They never entered the budget market with any of their computers. No they are a high end high profit company, unless under their new regime they have changed their whole ethos.


----------



## editor (Jul 7, 2013)

Hocus Eye. said:


> They never entered the budget market with any of their computers. No they are a high end high profit company, unless under their new regime they have changed their whole ethos.


They've certainly already backtracked on a few Jobs's principles.


----------



## Kid_Eternity (Jul 7, 2013)

Hocus Eye. said:


> They never entered the budget market with any of their computers. No they are a high end high profit company, unless under their new regime they have changed their whole ethos.
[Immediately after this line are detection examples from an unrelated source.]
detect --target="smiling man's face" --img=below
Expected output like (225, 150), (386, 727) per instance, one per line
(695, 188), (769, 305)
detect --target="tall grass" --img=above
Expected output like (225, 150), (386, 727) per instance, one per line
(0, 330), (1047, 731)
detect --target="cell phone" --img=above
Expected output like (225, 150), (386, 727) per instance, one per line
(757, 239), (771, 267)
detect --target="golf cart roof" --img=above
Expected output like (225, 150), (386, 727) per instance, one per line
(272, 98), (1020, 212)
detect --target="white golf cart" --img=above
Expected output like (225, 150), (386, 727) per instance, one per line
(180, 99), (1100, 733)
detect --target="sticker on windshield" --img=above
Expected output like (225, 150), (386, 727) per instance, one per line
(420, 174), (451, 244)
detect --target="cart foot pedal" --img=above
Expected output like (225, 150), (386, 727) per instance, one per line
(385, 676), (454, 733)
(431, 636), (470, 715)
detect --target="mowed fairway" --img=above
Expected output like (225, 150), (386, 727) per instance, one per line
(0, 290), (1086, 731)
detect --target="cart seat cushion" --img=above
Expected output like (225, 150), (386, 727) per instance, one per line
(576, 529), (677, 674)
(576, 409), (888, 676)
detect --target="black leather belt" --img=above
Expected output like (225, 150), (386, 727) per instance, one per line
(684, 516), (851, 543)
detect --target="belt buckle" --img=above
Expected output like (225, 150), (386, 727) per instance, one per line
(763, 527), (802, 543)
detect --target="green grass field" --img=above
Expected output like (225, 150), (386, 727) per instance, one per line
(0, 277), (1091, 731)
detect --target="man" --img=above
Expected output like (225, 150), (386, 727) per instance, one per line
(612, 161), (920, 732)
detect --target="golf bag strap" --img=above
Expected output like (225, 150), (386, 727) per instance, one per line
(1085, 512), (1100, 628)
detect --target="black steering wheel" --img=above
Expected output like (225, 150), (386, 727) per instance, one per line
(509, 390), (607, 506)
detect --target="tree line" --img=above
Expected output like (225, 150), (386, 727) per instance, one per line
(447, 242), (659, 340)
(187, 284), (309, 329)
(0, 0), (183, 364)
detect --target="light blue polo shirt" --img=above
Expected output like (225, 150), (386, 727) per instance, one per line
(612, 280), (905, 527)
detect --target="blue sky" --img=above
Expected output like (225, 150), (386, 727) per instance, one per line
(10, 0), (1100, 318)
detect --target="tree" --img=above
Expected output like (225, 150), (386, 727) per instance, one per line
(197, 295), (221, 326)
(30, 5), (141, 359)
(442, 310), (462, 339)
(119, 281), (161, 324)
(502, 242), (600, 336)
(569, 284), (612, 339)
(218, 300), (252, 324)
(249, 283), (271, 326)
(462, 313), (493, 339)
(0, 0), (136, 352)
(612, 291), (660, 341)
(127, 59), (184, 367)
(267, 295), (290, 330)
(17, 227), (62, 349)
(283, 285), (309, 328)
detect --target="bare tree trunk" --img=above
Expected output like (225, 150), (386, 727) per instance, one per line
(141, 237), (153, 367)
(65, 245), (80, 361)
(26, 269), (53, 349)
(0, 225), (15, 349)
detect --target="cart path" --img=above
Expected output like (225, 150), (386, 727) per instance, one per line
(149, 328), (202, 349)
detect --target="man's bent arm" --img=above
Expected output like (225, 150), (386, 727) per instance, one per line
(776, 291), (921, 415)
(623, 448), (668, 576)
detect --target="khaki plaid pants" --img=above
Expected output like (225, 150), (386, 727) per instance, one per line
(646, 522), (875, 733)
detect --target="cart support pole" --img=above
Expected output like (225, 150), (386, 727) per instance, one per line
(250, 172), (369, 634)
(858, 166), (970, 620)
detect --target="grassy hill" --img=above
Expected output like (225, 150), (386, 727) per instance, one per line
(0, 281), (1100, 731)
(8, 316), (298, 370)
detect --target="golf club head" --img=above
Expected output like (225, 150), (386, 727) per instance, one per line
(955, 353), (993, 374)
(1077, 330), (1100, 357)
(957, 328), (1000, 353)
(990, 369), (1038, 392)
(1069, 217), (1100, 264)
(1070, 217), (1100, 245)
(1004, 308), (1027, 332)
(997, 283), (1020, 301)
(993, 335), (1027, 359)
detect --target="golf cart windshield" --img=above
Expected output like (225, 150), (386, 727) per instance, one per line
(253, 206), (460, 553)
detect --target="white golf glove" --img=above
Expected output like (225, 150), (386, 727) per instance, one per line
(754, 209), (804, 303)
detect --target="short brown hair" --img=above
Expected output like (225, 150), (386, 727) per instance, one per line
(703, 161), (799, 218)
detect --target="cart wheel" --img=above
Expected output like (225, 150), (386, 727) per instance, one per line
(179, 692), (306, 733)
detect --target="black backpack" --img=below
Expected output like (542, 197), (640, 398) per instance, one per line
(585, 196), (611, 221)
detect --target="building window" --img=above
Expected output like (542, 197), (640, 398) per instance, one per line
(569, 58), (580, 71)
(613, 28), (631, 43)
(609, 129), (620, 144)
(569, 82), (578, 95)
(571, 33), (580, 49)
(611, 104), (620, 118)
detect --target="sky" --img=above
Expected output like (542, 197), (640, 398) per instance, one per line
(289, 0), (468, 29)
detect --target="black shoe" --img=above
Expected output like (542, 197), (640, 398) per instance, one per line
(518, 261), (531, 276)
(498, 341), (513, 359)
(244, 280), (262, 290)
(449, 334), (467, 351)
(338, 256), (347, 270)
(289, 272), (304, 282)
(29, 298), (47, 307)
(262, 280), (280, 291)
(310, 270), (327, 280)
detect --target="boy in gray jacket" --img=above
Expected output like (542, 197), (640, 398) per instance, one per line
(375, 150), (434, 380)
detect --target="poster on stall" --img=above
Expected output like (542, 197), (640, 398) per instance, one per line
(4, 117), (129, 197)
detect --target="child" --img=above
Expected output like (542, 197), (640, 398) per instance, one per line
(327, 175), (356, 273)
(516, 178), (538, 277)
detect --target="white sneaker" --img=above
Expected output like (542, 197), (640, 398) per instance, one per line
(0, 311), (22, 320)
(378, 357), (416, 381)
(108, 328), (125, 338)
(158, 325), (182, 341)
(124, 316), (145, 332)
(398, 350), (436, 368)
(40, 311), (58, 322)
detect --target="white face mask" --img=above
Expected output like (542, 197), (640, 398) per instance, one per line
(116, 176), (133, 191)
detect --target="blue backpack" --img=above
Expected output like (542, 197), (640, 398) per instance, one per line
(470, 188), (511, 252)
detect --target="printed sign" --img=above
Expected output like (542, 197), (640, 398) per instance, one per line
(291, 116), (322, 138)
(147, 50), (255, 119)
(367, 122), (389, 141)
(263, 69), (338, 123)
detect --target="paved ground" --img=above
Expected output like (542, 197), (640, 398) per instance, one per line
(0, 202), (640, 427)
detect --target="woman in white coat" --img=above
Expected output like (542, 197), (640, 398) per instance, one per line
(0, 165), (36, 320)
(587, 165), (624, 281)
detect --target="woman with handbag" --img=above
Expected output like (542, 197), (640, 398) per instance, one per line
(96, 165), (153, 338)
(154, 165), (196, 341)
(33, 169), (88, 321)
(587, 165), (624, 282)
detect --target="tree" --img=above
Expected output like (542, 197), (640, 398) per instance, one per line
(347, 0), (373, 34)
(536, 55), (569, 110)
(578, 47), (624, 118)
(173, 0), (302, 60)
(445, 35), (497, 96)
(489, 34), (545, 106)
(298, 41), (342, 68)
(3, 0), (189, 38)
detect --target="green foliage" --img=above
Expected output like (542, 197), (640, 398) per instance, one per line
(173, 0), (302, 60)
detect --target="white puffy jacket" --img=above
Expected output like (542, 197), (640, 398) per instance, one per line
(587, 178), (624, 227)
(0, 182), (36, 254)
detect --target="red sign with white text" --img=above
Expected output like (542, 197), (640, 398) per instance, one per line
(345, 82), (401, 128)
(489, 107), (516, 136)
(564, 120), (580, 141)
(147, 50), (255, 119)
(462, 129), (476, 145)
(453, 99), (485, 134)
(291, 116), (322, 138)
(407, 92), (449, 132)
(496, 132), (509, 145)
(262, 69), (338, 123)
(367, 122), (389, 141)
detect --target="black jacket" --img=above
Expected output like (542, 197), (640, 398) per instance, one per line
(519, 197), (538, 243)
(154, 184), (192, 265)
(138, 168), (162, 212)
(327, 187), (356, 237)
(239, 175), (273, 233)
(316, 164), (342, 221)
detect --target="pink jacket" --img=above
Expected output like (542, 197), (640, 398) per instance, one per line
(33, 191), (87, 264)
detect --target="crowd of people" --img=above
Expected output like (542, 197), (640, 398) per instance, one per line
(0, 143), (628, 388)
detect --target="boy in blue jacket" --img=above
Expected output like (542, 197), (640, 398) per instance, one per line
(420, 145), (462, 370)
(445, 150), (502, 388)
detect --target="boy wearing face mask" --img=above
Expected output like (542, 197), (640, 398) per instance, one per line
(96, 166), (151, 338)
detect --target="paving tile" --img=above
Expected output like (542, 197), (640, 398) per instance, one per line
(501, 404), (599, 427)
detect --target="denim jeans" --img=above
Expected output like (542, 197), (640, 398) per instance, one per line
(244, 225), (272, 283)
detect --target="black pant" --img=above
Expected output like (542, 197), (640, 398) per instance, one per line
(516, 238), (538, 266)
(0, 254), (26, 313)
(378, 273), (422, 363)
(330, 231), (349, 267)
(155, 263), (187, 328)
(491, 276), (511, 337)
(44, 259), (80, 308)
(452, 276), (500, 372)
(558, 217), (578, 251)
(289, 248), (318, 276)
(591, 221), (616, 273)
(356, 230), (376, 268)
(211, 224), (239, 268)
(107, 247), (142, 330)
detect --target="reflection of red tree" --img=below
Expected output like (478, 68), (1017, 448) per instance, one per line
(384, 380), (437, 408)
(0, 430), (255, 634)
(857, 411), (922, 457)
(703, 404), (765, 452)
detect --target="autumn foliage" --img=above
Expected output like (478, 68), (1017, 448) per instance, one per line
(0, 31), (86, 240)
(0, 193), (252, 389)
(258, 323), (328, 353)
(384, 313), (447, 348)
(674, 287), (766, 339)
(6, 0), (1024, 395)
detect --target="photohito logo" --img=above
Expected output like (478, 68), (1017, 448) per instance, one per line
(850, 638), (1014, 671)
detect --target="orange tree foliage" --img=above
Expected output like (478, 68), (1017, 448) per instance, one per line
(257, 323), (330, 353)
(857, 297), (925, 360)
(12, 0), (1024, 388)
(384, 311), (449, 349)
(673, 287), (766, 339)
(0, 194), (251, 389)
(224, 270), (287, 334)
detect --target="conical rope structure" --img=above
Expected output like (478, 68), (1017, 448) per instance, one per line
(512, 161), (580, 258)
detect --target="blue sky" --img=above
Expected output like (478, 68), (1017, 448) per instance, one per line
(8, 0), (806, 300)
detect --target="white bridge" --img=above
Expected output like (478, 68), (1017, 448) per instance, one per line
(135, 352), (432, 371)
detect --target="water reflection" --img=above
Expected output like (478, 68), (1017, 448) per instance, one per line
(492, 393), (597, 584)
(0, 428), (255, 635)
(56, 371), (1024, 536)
The shuffle is budget, the white MacBook was their budget computer offering. The iPad mini is about as budget as you can get and still be usable in the longer term. They've always offered a cheapy version of their products no matter who runs theme


----------



## editor (Jul 7, 2013)

Where are these "budget" MacBooks? And what is an  "emergency market"?


----------



## silverfish (Jul 7, 2013)

Wah shield engaged

Emergent market


----------



## Kid_Eternity (Jul 7, 2013)

silverfish said:


> Wah shield engaged
> 
> Emergent market



Never known an auto correct snafu to get a mod (who has the power to change a title) SO excited!


----------



## RedDragon (Jul 7, 2013)

I liked the idea of them doing a special 999 phone


----------



## FridgeMagnet (Jul 7, 2013)




----------



## Mojofilter (Jul 8, 2013)

Kid_Eternity said:


> The shuffle is budget, the white MacBook was their budget computer offering. The iPad mini is about as budget as you can get and still be usable in the longer term. They've always offered a cheapy version of their products no matter who runs theme



I'm not sure the iPad Mini is strictly a budget version, sure it's cheaper than a full sized one but it's hardly cheap.

More to the point, everyone I know that's got one (including me) picked it because the 8" screen seems to hit a sweet spot.
Big enough screen to not feel like its not making any compromises, while small enough to be extremely portable.

I certainly wouldn't swap it for a full sized one, even if it didn't cost any extra.


----------



## Voley (Jul 8, 2013)

FridgeMagnet said:


>


Best smiley ever.


----------



## Kid_Eternity (Jul 8, 2013)

RedDragon said:


> I liked the idea of them doing a special 999 phone



You what?!


----------



## RedDragon (Jul 8, 2013)

Kid_Eternity said:


> You what?!


An iPhone for the 'emergency market'


----------



## Kid_Eternity (Jul 8, 2013)

RedDragon said:


> An iPhone for the 'emergency market'



Hehe yeah one of the more amusing auto-corrects!

Sent from my iPhone


----------